Courthouse News reported this week on the “land grab” in California’s local court systems. When the courts announced last year that they were killing the CCMS (California Case Management System), vendors pounced on the opportunity to provide contracted solutions in its place. CCMS was a project started by the California courts over ten years ago. It was intended to link all of the county and state courthouses together into a centralized docketing system. As Courthouse news reports, however,
The massive CCMS project was deep-sixed last year by the Judicial Council under pressure from the Legislature, after the Administrative Office of the Courts had spent $520 million in taxpayer money over ten years on a project that was nowhere near completion and carried a projected price tag of $1.9 billion.
Now that CCMS is dead, Courts are turning to the private sector to update their docketing systems, which languished while waiting for the new system. Three bidders have emerged as candidates for the new systems: New Mexico-based Justice Systems Inc., Texas-based Tyler Technologies, and Pennsylvania-based LT-Tech owned by Thomson Reuters (formerly West Publishing). According to Courthouse News, “The deals have three basic financial components, licensing and installation for millions of dollars, yearly upkeep for hundreds of thousands of dollars, and, a golden egg, the right to charge lawyers a fee, generally around $5, for every document electronically filed.”
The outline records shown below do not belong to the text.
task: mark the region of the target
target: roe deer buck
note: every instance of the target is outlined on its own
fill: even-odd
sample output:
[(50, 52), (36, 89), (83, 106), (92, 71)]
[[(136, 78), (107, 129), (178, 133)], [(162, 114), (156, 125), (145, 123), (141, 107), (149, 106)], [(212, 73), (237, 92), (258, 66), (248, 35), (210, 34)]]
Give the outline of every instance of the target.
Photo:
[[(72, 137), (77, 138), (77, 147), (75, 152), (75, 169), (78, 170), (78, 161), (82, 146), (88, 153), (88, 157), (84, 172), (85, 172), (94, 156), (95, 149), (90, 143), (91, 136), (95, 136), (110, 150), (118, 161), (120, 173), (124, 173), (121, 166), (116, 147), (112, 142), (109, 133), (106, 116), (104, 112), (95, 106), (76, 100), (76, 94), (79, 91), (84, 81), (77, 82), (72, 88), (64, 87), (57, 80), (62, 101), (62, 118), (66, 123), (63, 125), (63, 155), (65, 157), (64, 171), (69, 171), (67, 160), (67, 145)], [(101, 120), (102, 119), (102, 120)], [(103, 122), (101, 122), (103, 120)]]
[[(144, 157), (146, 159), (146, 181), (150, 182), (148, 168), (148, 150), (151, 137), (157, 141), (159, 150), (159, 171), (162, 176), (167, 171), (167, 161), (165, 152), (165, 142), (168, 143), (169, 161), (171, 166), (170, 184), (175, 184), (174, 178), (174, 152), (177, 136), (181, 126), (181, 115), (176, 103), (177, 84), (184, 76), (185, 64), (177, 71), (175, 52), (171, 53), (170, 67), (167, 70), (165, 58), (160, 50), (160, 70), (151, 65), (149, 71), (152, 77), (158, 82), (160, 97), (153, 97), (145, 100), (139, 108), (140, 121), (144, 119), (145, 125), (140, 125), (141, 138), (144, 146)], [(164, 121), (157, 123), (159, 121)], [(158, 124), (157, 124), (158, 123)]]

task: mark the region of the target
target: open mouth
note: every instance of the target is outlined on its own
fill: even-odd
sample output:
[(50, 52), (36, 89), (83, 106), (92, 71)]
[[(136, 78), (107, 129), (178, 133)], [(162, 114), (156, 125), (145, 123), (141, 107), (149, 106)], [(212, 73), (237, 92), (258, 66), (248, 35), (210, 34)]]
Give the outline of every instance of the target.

That should scare you. When private companies take over these systems, they naturally try to monetize them – creating what Courthouse News calls the “tollroad” to legal information. As a result, the public access is damaged by “contracts that allow a software provider to control and exploit the public record.” This happened in Texas, when LexisNexis took over the docketing system in Bexar County. And Courthouse News tells of a similar story in Colorado: “In Colorado, for example, LexisNexis, owned by Reed Elsevier, was given control of mandatory, statewide e-filing, a true cash cow. It charged for e-filing documents, for serving them and then turned around and sold the same documents and data back to lawyers, in addition to special reports based on data filtering. The public and press were in practical terms shut out.”
Lexis and West have already been sued for reselling appellate briefs. They won, so you can expect this practice to continue and expand. This in itself is not a problem, but when private companies are the sole source for public record information, citizens are shut out.
According to the article, some counties, such as Merced, have structured the contract to allow the vendors to charge only lawyers who file. But, they note, there’s nothing to stop them from changing contracts later or allowing the vendors to resell the information.
Right now, a small number of companies control access to virtually all of the primary legal information in the United States. Thomson Reuters is the official publisher of much of the case law – as the private company “publisher” of the final court work product. Thomson Reuters also publishes about half of the official statutory publications, with the next largest publisher being LexisNexis. Now the scope is creeping into the county court level. Privatization of government work product means that citizens will need to pay for what their tax dollars created. They will have to pay to read the laws, and interpretation of the laws, that affect them. A tollroad to public documents is, and has always been, a bad idea.
One last note: the main purpose of CCMS was to connect California’s large and unwieldy system of local courts. When CCMS went down, so did the central filing system. These new vendors are simply recreating the old, disjointed system. Ten years and half a billion dollars later, California courts are no closer to being centrally connected, more efficient, or more accessible.